Il 12 agosto la narrative designer Stella Sacco ha scritto su Bluesky di essere stata la lead writer del gioco e di essere stata sostituita da ChatGPT a metà sviluppo, aggiungendo che anche le voci dei passeggeri le sembravano generate e che sulla pagina Steam non c’era nessuna dichiarazione a riguardo. Saber ha smentito con un comunicato a PC Gamer, sostenendo che il team di scrittori è triplicato dal 2023 e che nessuno dei suoi oltre tremila dipendenti deve temere di essere rimpiazzato. Nella stessa nota, però, l’azienda ammetteva che una modalità del gioco userà l’IA perché i passeggeri sono infiniti.

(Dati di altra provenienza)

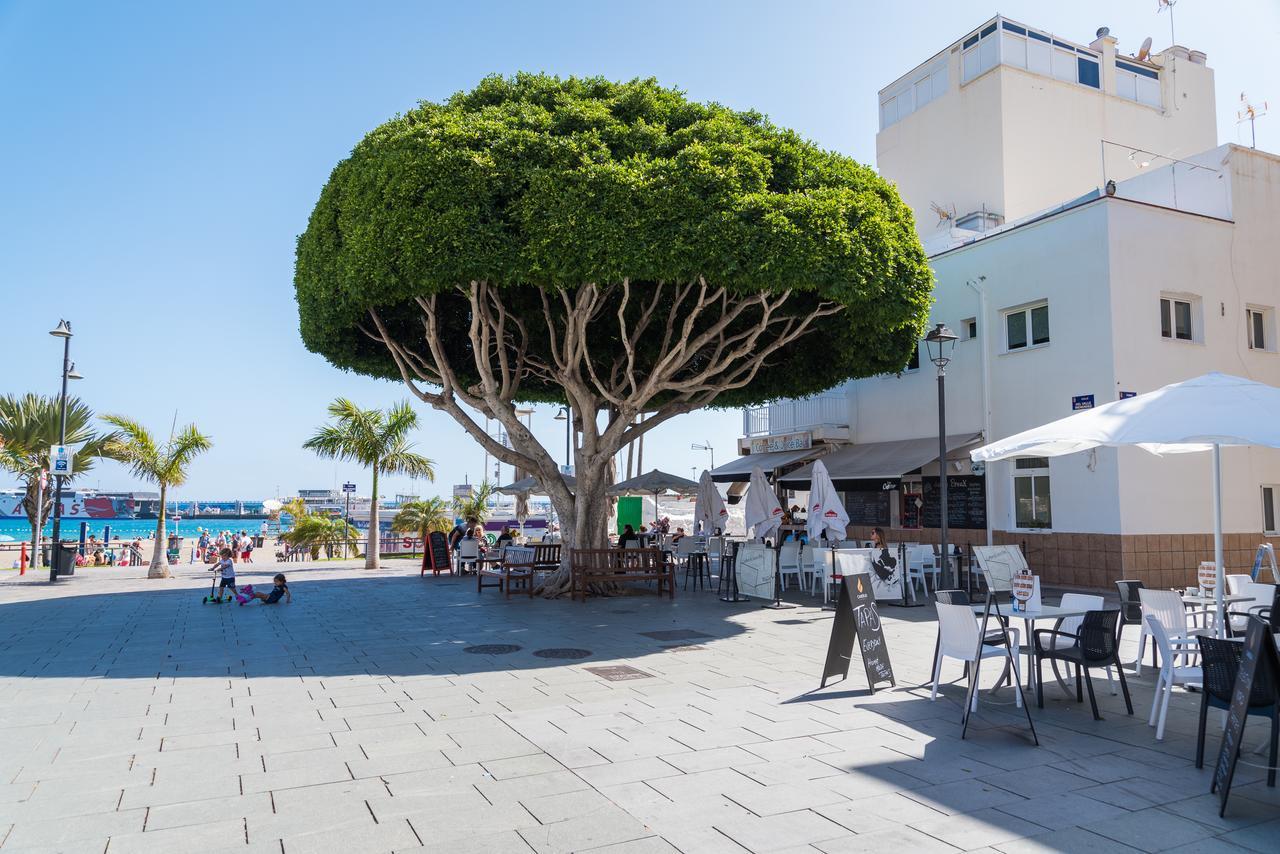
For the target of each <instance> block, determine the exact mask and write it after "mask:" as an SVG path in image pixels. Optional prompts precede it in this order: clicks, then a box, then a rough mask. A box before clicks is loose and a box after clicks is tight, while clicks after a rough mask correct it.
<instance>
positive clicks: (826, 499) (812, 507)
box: [805, 460, 849, 543]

La parte in cui il CEO prende il microfono
Il giorno dopo l’amministratore delegato Matthew Karch ha mandato una dichiarazione personale a This Week in Videogames. Ha aperto dicendo di aver dovuto chiedere a un chatbot chi fosse Sacco, ha accusato l’ex dipendente di aver violato una clausola di riservatezza, ha detto che era stata sostituita da qualcuno più bravo e ha chiuso spiegando che col senno di poi l’avrebbe volentieri rimpiazzata con l’IA, che almeno sarebbe programmata per essere onesta. Noi ne abbiamo fatto un pezzo il 14 agosto, e già allora sembrava difficile peggiorare.

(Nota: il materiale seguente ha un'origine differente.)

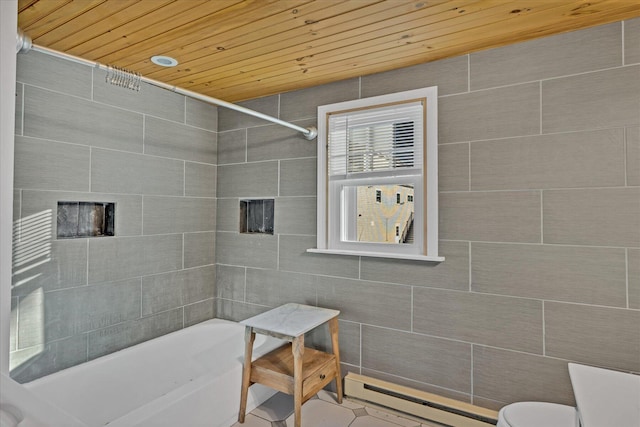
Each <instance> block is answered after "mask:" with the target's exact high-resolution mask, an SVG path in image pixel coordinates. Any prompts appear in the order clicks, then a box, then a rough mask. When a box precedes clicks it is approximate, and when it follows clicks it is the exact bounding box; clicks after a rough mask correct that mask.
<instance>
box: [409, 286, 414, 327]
mask: <svg viewBox="0 0 640 427" xmlns="http://www.w3.org/2000/svg"><path fill="white" fill-rule="evenodd" d="M414 289H415V286H411V308H410V316H411V317H410V318H409V331H410V332H413V305H414V304H413V301H414V297H413V290H414Z"/></svg>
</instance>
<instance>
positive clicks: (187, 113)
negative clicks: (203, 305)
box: [185, 96, 218, 132]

Il 15 agosto Karch si è scusato. Non in pubblico: con una lunga email privata, di cui Sacco ha reso noto solo il senso. Lui chiedeva scusa senza riserve per come aveva parlato di lei alla stampa e si diceva disponibile a rimediare; lei ha risposto di accettare le scuse, aggiungendo che non sa ancora cosa voglia dire rimediare nel suo caso. Notare l’asimmetria: l’insulto è uscito su una testata, le scuse in una casella di posta.
Nel frattempo la scheda Steam è cambiata. Adesso la dichiarazione sull’IA c’è, e dice che le voci sono generate, che parte della localizzazione è generata, che la modalità Free Ride ha missioni e dialoghi generati e che alcune stazioni radio trasmettono musica generata. Solo la campagna principale è scritta e recitata da esseri umani. Sulle voci dei passeggeri, quindi, la scheda dà ragione a Sacco. Sulla sostituzione della scrittrice le due versioni restano opposte e nessuna delle due è verificabile da fuori. Il primo tag messo dagli utenti sulla pagina, intanto, è “Artificial Intelligence”.
Quelle tre righe sulla scheda del negozio, messe quando andavano messe, avrebbero risparmiato a Saber una settimana di titoli. Al loro posto è arrivato un comunicato che negava e un dirigente che insultava.
Il verdetto: Saber ha passato una settimana a dimostrare che l’unica cosa che davvero non voleva far sapere era proprio quella scritta ora sulla sua pagina Steam, e se questo è il livello di gestione della crisi, il gioco è il minore dei suoi problemi.